My attempt at a solution:

We know that ##Q=A_T##
We calculate ##Q##:
$$Q=\dfrac{3\cdot 480}{2}+\dfrac{600\cdot 6}{2}+600\cdot 2=3720\, \textrm{lb}$$
Then we look for the point ##\overline{x}## of the centre of gravity:
$$\overline{x_1}=1\, \textrm{ft},\quad \overline{x_2}=3+\dfrac63=5\, \textrm{ft},\quad \overline{x_3}=3+6+\dfrac22=10\, \textrm{ft}$$
$$\overline{x}=\dfrac{\sum x_iQ_i}{Q}=5,84\, \textrm{ft}$$
$$\sum Fx=\boxed{Bx=0}$$
$$\sum Fy=0=By+C-Q=0\rightarrow \boxed{By=1959,2\, \textrm{lb}}$$
$$\sum M_B=2,84Q-6C=0\rightarrow \boxed{C=1760,8\, \textrm{lb}}$$

Would this not be the case in this one?
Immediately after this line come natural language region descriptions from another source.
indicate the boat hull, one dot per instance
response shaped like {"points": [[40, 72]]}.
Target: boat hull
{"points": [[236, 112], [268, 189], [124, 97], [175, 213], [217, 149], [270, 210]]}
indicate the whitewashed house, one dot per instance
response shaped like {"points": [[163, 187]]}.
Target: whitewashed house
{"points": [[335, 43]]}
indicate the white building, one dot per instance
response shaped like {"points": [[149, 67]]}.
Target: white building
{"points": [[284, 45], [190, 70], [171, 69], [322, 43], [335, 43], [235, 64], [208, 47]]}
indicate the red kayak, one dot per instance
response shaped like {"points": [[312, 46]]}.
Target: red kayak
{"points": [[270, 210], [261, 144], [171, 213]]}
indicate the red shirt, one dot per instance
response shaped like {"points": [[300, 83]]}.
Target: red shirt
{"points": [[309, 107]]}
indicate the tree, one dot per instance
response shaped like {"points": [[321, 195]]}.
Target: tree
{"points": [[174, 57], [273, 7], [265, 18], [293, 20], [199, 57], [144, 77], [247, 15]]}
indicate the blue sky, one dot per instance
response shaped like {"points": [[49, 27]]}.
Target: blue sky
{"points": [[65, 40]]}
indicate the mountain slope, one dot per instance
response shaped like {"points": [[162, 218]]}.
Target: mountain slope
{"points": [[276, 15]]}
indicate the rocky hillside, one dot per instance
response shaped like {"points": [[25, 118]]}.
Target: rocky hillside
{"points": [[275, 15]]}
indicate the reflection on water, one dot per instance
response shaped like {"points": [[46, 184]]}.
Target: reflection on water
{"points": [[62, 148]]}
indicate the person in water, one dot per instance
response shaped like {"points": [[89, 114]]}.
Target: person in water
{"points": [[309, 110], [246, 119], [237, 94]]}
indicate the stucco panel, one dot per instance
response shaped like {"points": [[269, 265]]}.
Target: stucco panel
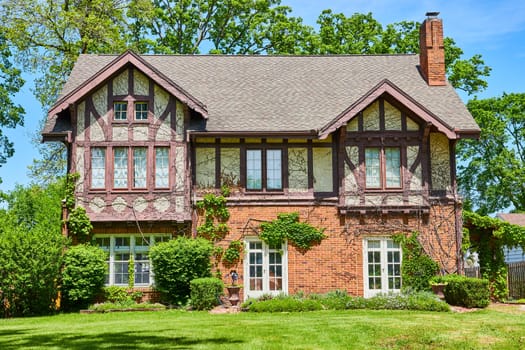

It's just that the solution tells me the following and I don't get that centre of gravity in area 2:
Official solution:

We have
$$R_I=\dfrac12 (3\, \textrm{ft})(480\, \textrm{lb}/\textrm{ft})=720\, \textrm{lb}$$
$$R_{II}=\dfrac12 (6\, \textrm{ft})(600\, \textrm{lb}/\textrm{ft})=1800\, \textrm{lb}$$
$$R_{III}=(2\, \textrm{ft})(600\, \textrm{lb}/\textrm{ft})=1200\, \textrm{lb}$$
Then
$$\xrightarrow{+}\sum F_x=0:\,\, B_x=0$$
$$\sum M_B=0:\,\, (2\, \textrm{ft})(720\, \textrm{lb})-(4\, \textrm{ft})(1800\, \textrm{lb})+(6\, \textrm{ft})C_y-(7\, \textrm{ft})(1200\, \textrm{lb})=0$$
$$C_y=2360\, \textrm{lb}\qquad \mathbf{C}=2360\, \textrm{lb} \uparrow$$
or
$$\sum F_y=0:\,\, -720\, \textrm{lb}+B_y-1800\, \textrm{lb}+2360\, \textrm{lb}-1200\, \textrm{lb}=0$$
$$B_y=1360\, \textrm{lb}\qquad \mathbf{B}=1360\, \textrm{lb}\uparrow$$

The effective loads are applied at the centroids of the areas. Check ##x_2##

Last edited:
Lnewqban
The location that you have calculated for the centroid of A2 is not correct.
Much of the weight is located towards the right side of the 11-foot beam, therefore the calculated concentrated total weight should be located far from 5.84 feet from the left end.

Of course, I have taken it as if the triangle is rotated. It should be ##2/3##

Lnewqban